Josh Barro registers a shift in Americans’ eating habits:
According to statistics published by the United States Department of Agriculture, per capita consumption of fresh raspberries grew 475 percent from 2000 to 2012, the most recent year for which data are available. Blueberry consumption is up 411 percent, and strawberries are up 60 percent.
He notes, to his surprise, that “the main factors changing what fruits we eat are on the supply side”:
If people are eating more of some kind of fruit, it’s probably because farmers have figured out how to deliver more of it, at higher quality, throughout the year. Of course, there is the “superfood” factor:
Both raspberries and blueberries have been praised for their nutrient value. But Chris Romano, who leads global produce procurement for Whole Foods, attributes the boom in berries largely to taste and availability. “Techniques in growing raspberries, blueberries and blackberries have gotten much better over the last 15 years,” he said. Growers are planting better breeds of berry, with higher sugar content; they’re using pruning and growing techniques that extend the season, including growing berries inside greenhouse-like structures called tunnels that retain heat; and most important, they’re growing berries in places they didn’t used to, where production is possible at different times of year.
Update from a reader:
I don’t know why Josh Barro is so surprised by this. I lived in Ithaca, NY, when the farmers market got started. There were already several farms in the area where people could pick strawberries and other crops. After a few years in the 1970s, we went to one farm that had more than a one-week strawberry season. When we asked, it turned out that they were starting some berry plants earlier using protection from the weather and Canadian varieties more accustomed to cooler weather. I think they experimented with Southern varieties to extend the season later.
Over the years, vendors selling in the farmers market pushed to extend their seasons or get two seasons out of cool weather crops, including some greens, broccoli, and peas. There were probably more crops that I can’t remember or that came after we got transferred out of town. I miss the Ithaca farmers market a great deal. I was delighted to buy fresh produce that was locally grown “out of season”.

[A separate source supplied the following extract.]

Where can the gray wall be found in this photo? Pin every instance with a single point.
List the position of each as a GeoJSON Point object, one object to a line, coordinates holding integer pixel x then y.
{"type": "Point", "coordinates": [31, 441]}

Where I live now in Pennsylvania, I see the season for fresh corn being extended through early and later planting and some careful management. But it’s also getting harder to get fresh corn right out of the field at some farm markets, which have added refrigeration facilities to hold the corn. The supersweet varieties do have pretty good quality when they’re refrigerated right away, but the ones grown locally are not candy-sweet. Frozen corn in bulk packages at grocery stores is now so sugary I can’t stand the brands I’ve tried. I’ve gone back to home freezing and otherwise avoiding corn.
The downside of all this sugaring up is that with corn and also with winter squash – at least for me – is that I don’t like eating them as much. I don’t want to eat corn that is as sweet as a banana. I want to be able to add a little brown sugar to the squash to perk up the flavor but add that molasses overtone – and acorn squash has gotten so much sweeter adding brown sugar makes it cloying. In addition, some of the squashes I used to buy seem to be unavailable. In Ithaca when I was first married, I’d bake a mixture of acorn and buttercup squash because the buttercup was drier and the combination could be run through a food mill and frozen, and the result reheated nicely and wasn’t watery. Buttercup squash, confusingly, looked more like acorns with the big cap and protruding cup-shaped base. I haven’t seen it in a farmers market or store in years.
One thing I’d like to know about the increased sale of raspberries is what the rate of waste is. I am very cautious about buying berries and inspect carefully. A fair number of packages of blueberries show a bit of white mold or squashed berries on the bottom, and blueberries are fairly sturdy compared to raspberries. Raspberries spoil really easily, so I wonder if more are discarded at the store and if more are discarded at home because of mold or other deterioration. I do appreciate getting the berries in clear plastic containers, because I can visually inspect them, but berry sales, unlike banana sales, depend on a lot of plastic – which also gives me pause.